Thank you, GeoffreyA, for your help. You are a genius. It's really related to the playback.
I'm new to this HDR stuff and my Linux system recently integrated HDR in an experimental state.
However, this seems to do the trick. Disabling HDR on the monitor.

I took a look at this forum post from my Windows computer, and I also was unable to spot any difference. This was because HDR was disabled; then I enabled it, and then you were able to see the artifact.
As I'm not experienced with this HDR display, disabling the HDR helps. It seems you are not able to play SDR content on an HDR-enabled display.

I did two encodes of only this picture, with and without HDR, and the HDR version seems to be a little brighter on the HDR monitor with HDR enabled.

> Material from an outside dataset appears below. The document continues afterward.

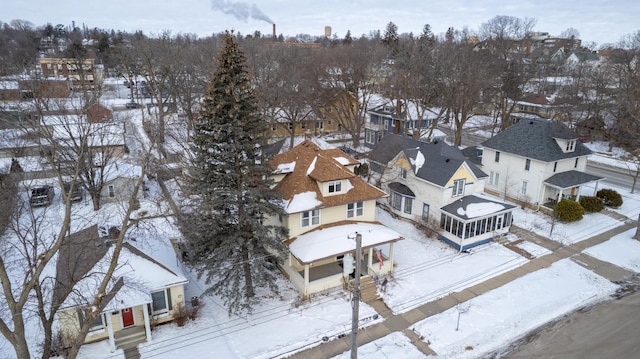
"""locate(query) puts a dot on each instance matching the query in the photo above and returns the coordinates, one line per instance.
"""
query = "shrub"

@Z2697: Those new pictures are the same frame, just for you info. ref_0011 is the original reference. and 8 bit and 10 bit are the encoded ones.

Thank you
hihu

benwaggoner
12th January 2026, 23:13
@Z2697: Those new pictures are the same frame, just for you info. ref_0011 is the original reference. and 8 bit and 10 bit are the encoded ones.
They look pretty much identical to me other than some slight tone mapping variance. JPEG doesn't really support HDR on any platform I know of, so I'm not sure how you made these or what I am looking at, or should be seeing.